Obamacare’s Medicaid impacts weighed locally
Ryan Summerlin July 12, 2012
Whether or not Colorado decides to expand its Medicaid program under the Affordable Care Act remains to be seen, as does how a possible expansion would affect local practices.
“It’s hard to say if Medicaid expansion would be helpful or totally sink us,” said pediatrician Chris Ebert-Santos, who runs the Ebert Children’s Clinic in Frisco. “A sudden increase in the number of patients with Medicaid, coupled with a drop in the number of privately insured patients is a concern for many physicians.”
Medicaid payments do not cover the overhead – currently, when a patient on the public program is seen, only about 30 percent of the cost of the visit is reimbursed to the medical provider, versus 70-100 percent from most private insurance companies, Ebert-Santos said.

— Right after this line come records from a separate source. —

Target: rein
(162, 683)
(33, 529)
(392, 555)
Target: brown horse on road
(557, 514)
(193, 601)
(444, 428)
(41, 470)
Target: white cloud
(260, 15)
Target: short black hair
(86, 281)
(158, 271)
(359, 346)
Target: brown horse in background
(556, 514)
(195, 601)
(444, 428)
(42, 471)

In its recent landmark ruling, the Supreme Court said states did not have to expand Medicaid as Congress had intended. Gov. John Hickenlooper and his health policy staff have said they need to wait to see how expensive Medicaid expansion will be for the state budget before making any decisions.

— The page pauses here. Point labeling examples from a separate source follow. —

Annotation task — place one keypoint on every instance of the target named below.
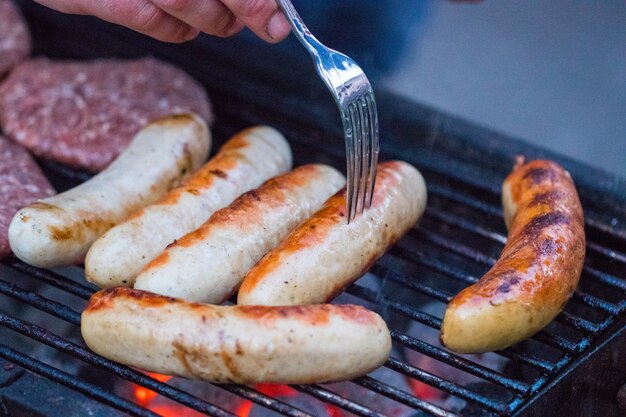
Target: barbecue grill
(573, 367)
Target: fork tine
(374, 145)
(365, 164)
(353, 181)
(348, 129)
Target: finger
(210, 16)
(262, 16)
(140, 15)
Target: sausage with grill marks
(235, 344)
(537, 271)
(243, 163)
(208, 265)
(325, 254)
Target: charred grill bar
(458, 239)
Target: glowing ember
(144, 395)
(334, 411)
(276, 390)
(244, 409)
(425, 391)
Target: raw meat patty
(14, 37)
(85, 113)
(21, 183)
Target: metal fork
(355, 98)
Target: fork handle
(298, 27)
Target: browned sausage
(324, 255)
(241, 344)
(538, 269)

Sarah Vaine, executive director for the Summit Community Care Clinic, suspects that if an expansion goes through, some providers will have to cut the number of Medicaid patients they see because of the fee-for-service rates, “in which case, people with public insurance, including Medicare, will increasingly start to feel like uninsured folks,” she said.
Vaine points to the case of Dr. Marc Shiffman, who recently shut down his practice in Summit partly due to dwindling Medicare reimbursement rates.
“I think there will be a lot more options for people to go from uninsured to Medicaid, or from uninsured to the insurance exchanges,” Vaine said. “But it’s all going to be a matter of what those reimbursement rates will be like, and which providers will be willing and able to take that insurance.”
Recent estimates place the current number of uninsured children in Summit County that don’t qualify for Medicaid just below 1,000, Ebert-Santos said, and these new standards will expand qualifications to include the families of these children.
“Are there children out there in Summit County who are not receiving care that could expand our patient base? If so, more patients would lower our overhead per patient,” Ebert-Santos said.
But between the Care Clinic and family practitioners in the area, the pediatrician suspects there are few children not already enrolled with a physician.
“Better access could mean more preventive visits for those who could not formerly afford the insurance or co-pays. This could build volume. Improving the reimbursement for two years would help our bottom line, surely, but if it means our insured patients switch to Medicaid it may be neutralized,” Ebert-Santos said.
The Community Care Clinic’s mission has always been to serve those medically under-served, which historically has been the uninsured, Vaine said. Over time, that could increasingly become people with public insurance who have fewer options in terms of where to go.
“In terms of the expanded Medicaid coverage in Colorado and its impact on High Country Healthcare and Rocky Mountain Regional Health Services, we expect to see a continuing increase in our percent of patients with Medicaid or like coverage,” said Rhonda Koehn, CEO of High Country Healthcare, who is also involved in the creation of Rocky Mountain, a soon-to-be Summit medical office accepting Medicaid.
For more than a year, High Country has been seeing a continuing increase in patients with Medicaid or similar coverage because of the down economy, Koehn said.
“We recognize the high cost of health care and its impact and are working to offer options such as more available primary care hours to help our patients control the high cost of emergency room visits,” she said. “We will continue to explore options and partnerships in our community to provide access to quality health care services.”
The Denver Post contributed to the reporting of this article.